Moran Bodas, M.P.H., Ph.D., and Kobi Peleg, Ph.D., M.P.H., from the Gertner Institute in Tel Hashomer, Israel, conducted a cross-sectional study of the adult population of Israel in the last week of February to examine public attitudes toward the COVID-19 outbreak. Public compliance rates with self-quarantine were examined depending on compensation for lost wages.
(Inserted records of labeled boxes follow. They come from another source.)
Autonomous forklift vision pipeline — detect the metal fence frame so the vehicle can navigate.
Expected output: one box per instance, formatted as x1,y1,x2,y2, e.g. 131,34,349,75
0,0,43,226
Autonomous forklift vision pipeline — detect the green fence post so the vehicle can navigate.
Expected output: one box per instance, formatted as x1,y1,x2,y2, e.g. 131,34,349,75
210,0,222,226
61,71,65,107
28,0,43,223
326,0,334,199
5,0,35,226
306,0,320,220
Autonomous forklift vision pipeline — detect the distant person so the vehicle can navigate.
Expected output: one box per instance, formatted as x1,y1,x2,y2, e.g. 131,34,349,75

The researchers found that almost half of the respondents reported worrying about the COVID-19 outbreak “a lot” or “very much” compared with 16 percent who reported worrying “not at all” or “a little.” Respondents reported their intent to comply with self-quarantine in two situations: When state-sponsored compensation for lost wages was assumed, the compliance rate was 94 percent, but this dropped to less than 57 percent when compensation was removed. When compensation was removed, self-employed individuals were more likely to refuse self-quarantine, but this difference was not statistically significant.
“Continuous earning is a crucial factor in determining public compliance with public health regulations, in particular self-quarantine,” the authors write. “This is particularly important in countries relying on public compliance with regulations.”